Nascemos da sede. Somos palmeiras
que vão crescendo à força de perder
as suas folhas. E os seus troncos são feridas,
cicatrizes que o vento e a luz curam.
Quando o tempo, o que faz e o que passa,
ocupa o coração e o torna ninho
de perda, erige
nele o seu templo, a sua áspera coluna.
Por isso as palmeiras são alegres
como os que souberam sofrer em solidão
e se agitam no ar, varrem as nuvens
e entregam nas suas copas
cânticos à luz, fontes de fogo,
leques a Deus, adeus a tudo.
Estremecem como testemunhas de um milagre
que só elas conhecem.
Somos como a sede das palmeiras,
e cada ferida aberta para luz
nos vai tornando mais altos, mais alegres.
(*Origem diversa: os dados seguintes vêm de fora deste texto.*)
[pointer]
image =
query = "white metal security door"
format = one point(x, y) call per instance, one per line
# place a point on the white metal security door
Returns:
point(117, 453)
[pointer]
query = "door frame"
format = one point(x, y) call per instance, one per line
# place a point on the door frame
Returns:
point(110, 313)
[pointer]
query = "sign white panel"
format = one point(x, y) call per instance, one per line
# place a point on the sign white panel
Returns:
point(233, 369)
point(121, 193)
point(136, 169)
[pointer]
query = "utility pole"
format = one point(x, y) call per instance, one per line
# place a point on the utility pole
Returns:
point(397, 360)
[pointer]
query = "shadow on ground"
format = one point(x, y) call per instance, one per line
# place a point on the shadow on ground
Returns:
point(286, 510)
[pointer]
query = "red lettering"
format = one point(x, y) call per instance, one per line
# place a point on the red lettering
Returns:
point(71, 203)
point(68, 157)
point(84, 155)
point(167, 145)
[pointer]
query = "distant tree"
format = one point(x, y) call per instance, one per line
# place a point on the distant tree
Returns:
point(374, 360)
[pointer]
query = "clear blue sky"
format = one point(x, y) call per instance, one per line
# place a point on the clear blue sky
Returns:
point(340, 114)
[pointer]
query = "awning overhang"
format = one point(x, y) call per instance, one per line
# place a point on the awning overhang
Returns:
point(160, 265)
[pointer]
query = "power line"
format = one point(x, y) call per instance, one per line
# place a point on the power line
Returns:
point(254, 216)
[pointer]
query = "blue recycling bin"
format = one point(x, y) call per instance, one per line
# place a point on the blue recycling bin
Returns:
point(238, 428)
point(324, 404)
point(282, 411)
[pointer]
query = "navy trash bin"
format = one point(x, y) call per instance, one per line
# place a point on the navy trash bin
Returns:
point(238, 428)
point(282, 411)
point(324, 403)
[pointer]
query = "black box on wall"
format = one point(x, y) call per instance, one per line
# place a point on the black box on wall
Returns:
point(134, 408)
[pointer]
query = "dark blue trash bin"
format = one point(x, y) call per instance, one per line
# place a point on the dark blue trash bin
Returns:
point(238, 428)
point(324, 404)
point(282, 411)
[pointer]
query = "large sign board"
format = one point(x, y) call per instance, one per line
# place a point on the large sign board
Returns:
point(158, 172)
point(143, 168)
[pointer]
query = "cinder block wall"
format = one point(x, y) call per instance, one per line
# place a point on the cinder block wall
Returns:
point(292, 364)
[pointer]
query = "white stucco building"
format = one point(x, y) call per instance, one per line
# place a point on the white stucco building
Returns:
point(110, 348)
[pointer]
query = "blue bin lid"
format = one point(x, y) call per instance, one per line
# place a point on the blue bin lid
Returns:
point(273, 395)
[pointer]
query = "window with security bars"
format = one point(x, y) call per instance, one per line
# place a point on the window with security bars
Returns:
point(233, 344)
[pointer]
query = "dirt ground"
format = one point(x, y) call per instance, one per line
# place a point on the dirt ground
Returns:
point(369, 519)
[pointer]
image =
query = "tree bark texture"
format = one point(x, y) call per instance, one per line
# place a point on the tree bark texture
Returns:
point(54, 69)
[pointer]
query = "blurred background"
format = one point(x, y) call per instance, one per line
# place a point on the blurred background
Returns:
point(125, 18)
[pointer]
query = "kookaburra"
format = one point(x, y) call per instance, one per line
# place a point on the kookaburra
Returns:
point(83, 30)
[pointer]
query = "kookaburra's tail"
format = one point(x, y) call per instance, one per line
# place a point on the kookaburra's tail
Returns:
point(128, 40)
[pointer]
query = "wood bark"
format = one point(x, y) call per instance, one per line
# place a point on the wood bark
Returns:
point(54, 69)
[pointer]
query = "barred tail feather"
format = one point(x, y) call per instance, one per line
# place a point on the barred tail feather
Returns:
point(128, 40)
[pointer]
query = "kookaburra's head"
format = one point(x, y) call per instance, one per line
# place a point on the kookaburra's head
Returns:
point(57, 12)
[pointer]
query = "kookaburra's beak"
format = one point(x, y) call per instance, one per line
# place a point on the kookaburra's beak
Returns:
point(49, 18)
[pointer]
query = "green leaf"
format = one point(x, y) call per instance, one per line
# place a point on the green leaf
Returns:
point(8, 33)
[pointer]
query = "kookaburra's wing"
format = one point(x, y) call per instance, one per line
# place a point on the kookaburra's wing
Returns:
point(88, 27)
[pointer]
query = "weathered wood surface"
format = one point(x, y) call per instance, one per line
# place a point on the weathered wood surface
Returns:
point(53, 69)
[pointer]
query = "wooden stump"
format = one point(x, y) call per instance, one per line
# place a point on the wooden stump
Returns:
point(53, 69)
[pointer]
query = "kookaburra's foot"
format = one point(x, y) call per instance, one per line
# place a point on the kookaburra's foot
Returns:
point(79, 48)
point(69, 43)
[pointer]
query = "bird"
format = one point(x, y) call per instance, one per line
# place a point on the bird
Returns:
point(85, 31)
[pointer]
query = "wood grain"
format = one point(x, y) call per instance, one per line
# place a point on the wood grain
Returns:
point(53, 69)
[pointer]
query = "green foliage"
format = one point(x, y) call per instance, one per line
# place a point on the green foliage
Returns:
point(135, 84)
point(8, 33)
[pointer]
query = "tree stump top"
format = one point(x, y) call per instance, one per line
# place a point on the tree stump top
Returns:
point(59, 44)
Os nossos troncos são perdas. Trono
é a nossa dor. É mau
sofre mas é preciso ter sofrido
para sentir, aninhado no sangue,
o assombro dos sobreviventes
ao ar agradecidos e explodir
de júbilo no meio do deserto.
PIQUERAS, Juan Vicente, Instruções para
atravessar o deserto - poemas escolhidos, Porto, Assírio & Alvim, 2019, pp. 49-51.